He wrote to the adjutant general of Maine, John L. Hodsdon (he had replaced Tillson when he accepted Lincoln’s appointment), from Knoxville on April 2, 1864, expressing his confidence in the improvements that he had made since Longstreet’s campaign. He also spoke of General William T. Sherman’s approval of his work and his devotion to his new assignment:

Since my arrival here, I have been very busy in constructing the fortifications about this city. It is not too much to say that I have made them at least one hundred fold stronger than they were at the time Longstreet made his attack. A few days since Major Gen. Sherman, commanding Military Division Mississippi, accompanied by his Chief of Artillery, Gen. Barry, examined the works, and both expressed themselves highly gratified with the plan and execution of the line. Have some 4,000 troops of all kinds under my command, and work some 1,000 every day…I take some little pride in the works here, and mean to make this the best fortified town in this country.

View of Knoxville from the south bank of the Tennessee River (Library of Congress).

In January 1865, Tillson assumed command of the District of East Tennessee (Department of Cumberland) from General Jacob Ammen.

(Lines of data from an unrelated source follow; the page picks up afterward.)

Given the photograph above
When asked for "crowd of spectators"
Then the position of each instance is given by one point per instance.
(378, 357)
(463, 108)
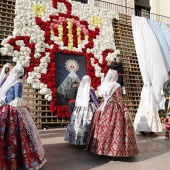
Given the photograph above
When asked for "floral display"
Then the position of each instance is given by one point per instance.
(44, 27)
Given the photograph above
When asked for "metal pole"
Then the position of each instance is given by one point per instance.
(126, 6)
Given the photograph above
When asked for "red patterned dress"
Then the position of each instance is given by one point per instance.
(112, 132)
(20, 144)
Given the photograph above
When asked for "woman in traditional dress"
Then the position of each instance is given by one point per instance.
(4, 72)
(20, 145)
(85, 105)
(147, 117)
(112, 132)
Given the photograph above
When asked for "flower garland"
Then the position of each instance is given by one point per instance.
(42, 28)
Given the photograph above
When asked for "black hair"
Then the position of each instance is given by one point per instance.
(6, 70)
(25, 72)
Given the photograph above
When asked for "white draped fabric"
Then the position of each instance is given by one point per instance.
(166, 31)
(147, 117)
(159, 33)
(153, 71)
(149, 55)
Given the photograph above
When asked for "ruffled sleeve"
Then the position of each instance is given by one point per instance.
(18, 102)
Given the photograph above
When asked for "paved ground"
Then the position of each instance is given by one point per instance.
(154, 154)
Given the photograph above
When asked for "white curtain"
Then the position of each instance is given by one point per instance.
(160, 35)
(149, 55)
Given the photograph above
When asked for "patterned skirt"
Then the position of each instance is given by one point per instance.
(20, 145)
(112, 132)
(78, 128)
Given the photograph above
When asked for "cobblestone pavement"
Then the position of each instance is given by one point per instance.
(154, 154)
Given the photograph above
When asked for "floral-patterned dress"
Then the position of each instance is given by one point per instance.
(112, 132)
(20, 145)
(81, 118)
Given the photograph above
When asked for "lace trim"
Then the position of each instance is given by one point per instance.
(39, 166)
(32, 131)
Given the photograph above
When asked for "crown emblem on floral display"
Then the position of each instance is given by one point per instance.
(72, 65)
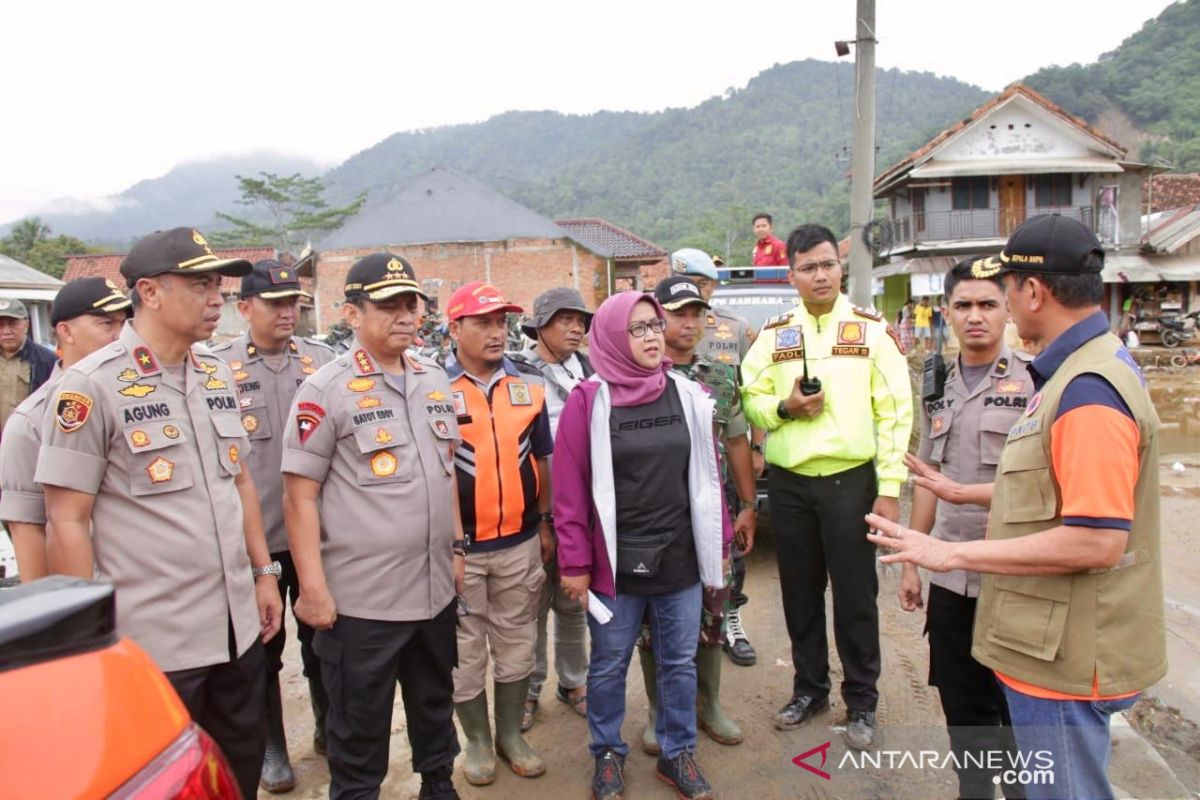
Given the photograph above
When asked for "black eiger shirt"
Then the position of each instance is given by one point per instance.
(651, 449)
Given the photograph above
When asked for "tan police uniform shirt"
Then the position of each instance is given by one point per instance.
(963, 433)
(382, 447)
(726, 337)
(265, 392)
(167, 523)
(21, 497)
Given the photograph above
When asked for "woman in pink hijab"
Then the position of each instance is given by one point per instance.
(641, 525)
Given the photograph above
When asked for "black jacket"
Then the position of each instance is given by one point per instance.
(41, 362)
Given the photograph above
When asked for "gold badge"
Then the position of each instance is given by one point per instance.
(161, 470)
(383, 464)
(137, 390)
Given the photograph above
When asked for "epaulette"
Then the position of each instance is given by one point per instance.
(778, 320)
(868, 314)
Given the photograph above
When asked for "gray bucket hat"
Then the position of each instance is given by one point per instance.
(550, 302)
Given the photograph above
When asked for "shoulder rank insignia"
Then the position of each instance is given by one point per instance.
(778, 320)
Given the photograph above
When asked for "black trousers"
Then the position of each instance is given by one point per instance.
(972, 701)
(289, 585)
(228, 701)
(361, 662)
(821, 535)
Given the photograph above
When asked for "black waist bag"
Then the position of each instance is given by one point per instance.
(640, 557)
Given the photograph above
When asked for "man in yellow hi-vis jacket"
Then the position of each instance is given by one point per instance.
(835, 449)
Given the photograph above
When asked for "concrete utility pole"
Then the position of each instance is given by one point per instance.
(863, 164)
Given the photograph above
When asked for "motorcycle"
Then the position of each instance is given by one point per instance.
(1177, 329)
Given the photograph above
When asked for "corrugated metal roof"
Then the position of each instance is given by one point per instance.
(609, 240)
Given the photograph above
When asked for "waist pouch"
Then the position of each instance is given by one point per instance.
(640, 557)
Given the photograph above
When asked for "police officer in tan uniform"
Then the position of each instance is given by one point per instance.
(269, 364)
(726, 340)
(372, 518)
(963, 428)
(142, 463)
(87, 314)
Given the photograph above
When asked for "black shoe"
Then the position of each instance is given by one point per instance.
(859, 729)
(609, 780)
(683, 774)
(438, 785)
(737, 643)
(799, 710)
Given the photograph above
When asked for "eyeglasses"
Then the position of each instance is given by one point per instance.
(637, 330)
(810, 268)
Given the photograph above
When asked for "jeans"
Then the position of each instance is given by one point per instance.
(675, 619)
(1075, 734)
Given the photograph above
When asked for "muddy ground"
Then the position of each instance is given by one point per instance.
(910, 714)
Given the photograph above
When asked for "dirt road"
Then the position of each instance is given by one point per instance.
(762, 765)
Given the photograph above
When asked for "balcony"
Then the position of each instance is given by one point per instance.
(933, 227)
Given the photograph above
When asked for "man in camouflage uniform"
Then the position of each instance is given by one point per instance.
(725, 340)
(685, 310)
(269, 362)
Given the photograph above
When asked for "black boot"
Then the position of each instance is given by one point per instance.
(319, 707)
(277, 776)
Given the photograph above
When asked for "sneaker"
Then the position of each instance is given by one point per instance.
(799, 710)
(737, 642)
(683, 774)
(859, 729)
(438, 785)
(609, 780)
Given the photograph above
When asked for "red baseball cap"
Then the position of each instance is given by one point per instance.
(478, 298)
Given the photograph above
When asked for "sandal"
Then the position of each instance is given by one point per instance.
(579, 703)
(531, 710)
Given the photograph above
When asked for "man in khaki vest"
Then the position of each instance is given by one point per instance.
(1071, 608)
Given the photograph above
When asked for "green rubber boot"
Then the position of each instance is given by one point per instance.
(479, 768)
(709, 715)
(510, 745)
(649, 740)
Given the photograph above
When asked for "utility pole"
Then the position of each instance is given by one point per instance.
(862, 202)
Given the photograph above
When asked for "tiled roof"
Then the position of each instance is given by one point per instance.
(107, 265)
(609, 240)
(999, 100)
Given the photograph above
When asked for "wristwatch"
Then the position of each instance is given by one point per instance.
(274, 569)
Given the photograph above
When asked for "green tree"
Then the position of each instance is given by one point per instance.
(297, 210)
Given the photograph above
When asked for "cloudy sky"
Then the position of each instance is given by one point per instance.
(99, 96)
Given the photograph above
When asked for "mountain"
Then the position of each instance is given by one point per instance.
(1152, 79)
(186, 196)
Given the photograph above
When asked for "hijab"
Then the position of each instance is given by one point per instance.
(630, 383)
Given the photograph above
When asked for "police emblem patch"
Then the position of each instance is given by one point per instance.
(519, 395)
(72, 410)
(160, 470)
(383, 464)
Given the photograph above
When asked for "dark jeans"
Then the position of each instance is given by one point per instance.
(228, 701)
(361, 662)
(973, 703)
(289, 584)
(821, 536)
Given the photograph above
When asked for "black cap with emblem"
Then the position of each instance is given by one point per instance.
(381, 276)
(179, 251)
(271, 280)
(88, 296)
(1054, 244)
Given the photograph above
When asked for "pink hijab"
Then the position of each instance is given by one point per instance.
(630, 383)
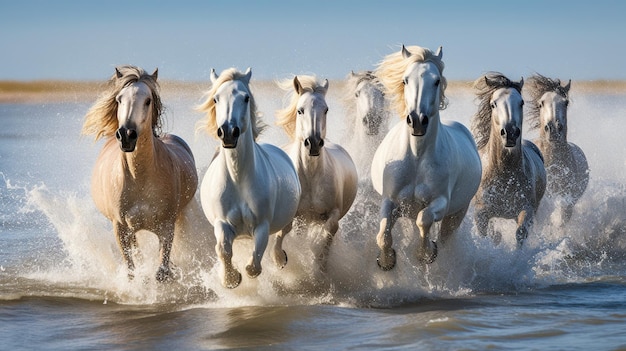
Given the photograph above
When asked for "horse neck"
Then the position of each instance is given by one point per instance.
(241, 160)
(141, 161)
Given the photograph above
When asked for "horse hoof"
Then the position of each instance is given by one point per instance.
(233, 280)
(252, 272)
(388, 262)
(430, 258)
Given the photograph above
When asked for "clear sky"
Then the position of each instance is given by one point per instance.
(85, 40)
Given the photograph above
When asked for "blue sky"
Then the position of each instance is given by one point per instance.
(85, 40)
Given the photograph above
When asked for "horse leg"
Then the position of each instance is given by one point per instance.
(387, 257)
(166, 237)
(450, 224)
(278, 254)
(524, 222)
(425, 219)
(261, 234)
(331, 226)
(127, 241)
(225, 234)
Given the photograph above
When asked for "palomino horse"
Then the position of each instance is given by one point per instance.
(250, 188)
(327, 174)
(514, 177)
(142, 180)
(566, 164)
(425, 168)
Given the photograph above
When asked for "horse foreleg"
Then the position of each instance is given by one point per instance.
(387, 257)
(166, 237)
(225, 235)
(331, 226)
(126, 241)
(425, 218)
(278, 254)
(524, 222)
(261, 234)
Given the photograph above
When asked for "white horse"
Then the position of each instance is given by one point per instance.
(327, 174)
(514, 177)
(566, 164)
(142, 180)
(425, 168)
(368, 114)
(250, 188)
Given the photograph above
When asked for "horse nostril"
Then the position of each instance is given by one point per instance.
(132, 134)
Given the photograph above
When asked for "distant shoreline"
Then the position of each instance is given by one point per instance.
(87, 91)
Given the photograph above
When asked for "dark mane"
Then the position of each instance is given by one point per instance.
(485, 86)
(535, 87)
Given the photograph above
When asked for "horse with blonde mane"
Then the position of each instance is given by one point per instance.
(142, 180)
(565, 162)
(250, 188)
(426, 168)
(514, 177)
(327, 174)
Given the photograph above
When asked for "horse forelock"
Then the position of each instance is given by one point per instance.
(535, 87)
(209, 124)
(485, 87)
(286, 117)
(101, 119)
(390, 72)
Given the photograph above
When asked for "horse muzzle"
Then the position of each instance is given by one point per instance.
(511, 135)
(229, 136)
(418, 123)
(127, 137)
(314, 144)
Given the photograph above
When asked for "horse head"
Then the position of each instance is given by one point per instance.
(311, 112)
(553, 112)
(232, 108)
(370, 102)
(507, 113)
(422, 92)
(135, 111)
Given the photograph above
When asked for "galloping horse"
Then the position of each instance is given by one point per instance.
(142, 180)
(425, 168)
(514, 177)
(327, 174)
(249, 188)
(566, 164)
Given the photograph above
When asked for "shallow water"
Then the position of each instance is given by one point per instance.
(63, 284)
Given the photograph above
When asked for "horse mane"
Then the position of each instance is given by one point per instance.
(286, 117)
(486, 85)
(101, 119)
(209, 124)
(535, 87)
(390, 72)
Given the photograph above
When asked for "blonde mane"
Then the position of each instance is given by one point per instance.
(209, 124)
(390, 73)
(101, 119)
(286, 117)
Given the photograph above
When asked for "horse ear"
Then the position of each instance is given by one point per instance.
(568, 86)
(213, 75)
(296, 85)
(405, 52)
(325, 86)
(248, 75)
(439, 52)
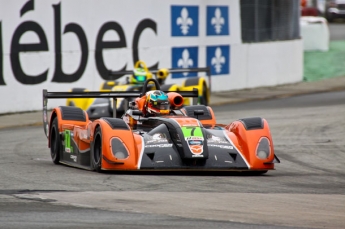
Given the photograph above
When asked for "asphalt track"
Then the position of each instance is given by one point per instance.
(305, 191)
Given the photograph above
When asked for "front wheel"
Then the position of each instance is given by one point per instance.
(55, 142)
(96, 152)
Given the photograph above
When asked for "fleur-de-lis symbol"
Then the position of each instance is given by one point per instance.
(217, 21)
(218, 60)
(184, 21)
(185, 62)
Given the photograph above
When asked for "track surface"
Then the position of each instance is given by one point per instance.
(305, 191)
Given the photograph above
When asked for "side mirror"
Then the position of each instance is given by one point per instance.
(198, 112)
(137, 112)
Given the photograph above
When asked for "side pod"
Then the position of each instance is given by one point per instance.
(255, 140)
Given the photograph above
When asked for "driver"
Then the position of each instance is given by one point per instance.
(157, 103)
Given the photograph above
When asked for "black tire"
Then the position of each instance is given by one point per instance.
(96, 152)
(55, 142)
(203, 99)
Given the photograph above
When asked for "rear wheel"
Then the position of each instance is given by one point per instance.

He led Ammen’s old Fourth Division of the XXIII Corps during General George Stoneman’s raid from March to April 1865. His two brigades played a crucial role during these operations, protecting Stoneman’s rear during his advance into North Carolina and Virginia.

Receiving intelligence in April that President Jefferson Davis fled from Goldsboro and was headed west with his treasury wagons, General Stoneman gave Tillson orders to push on to Asheville and hold the pass in the Blue Ridge in order to cut-off Davis. “If you can hear of Davis,” Stoneman wrote to Tillson, “follow him to the end of the earth, if possible, and never give him up.” Davis was finally captured by Union cavalrymen on May 10, 1865. Tillson was brevetted major general at the close of the war.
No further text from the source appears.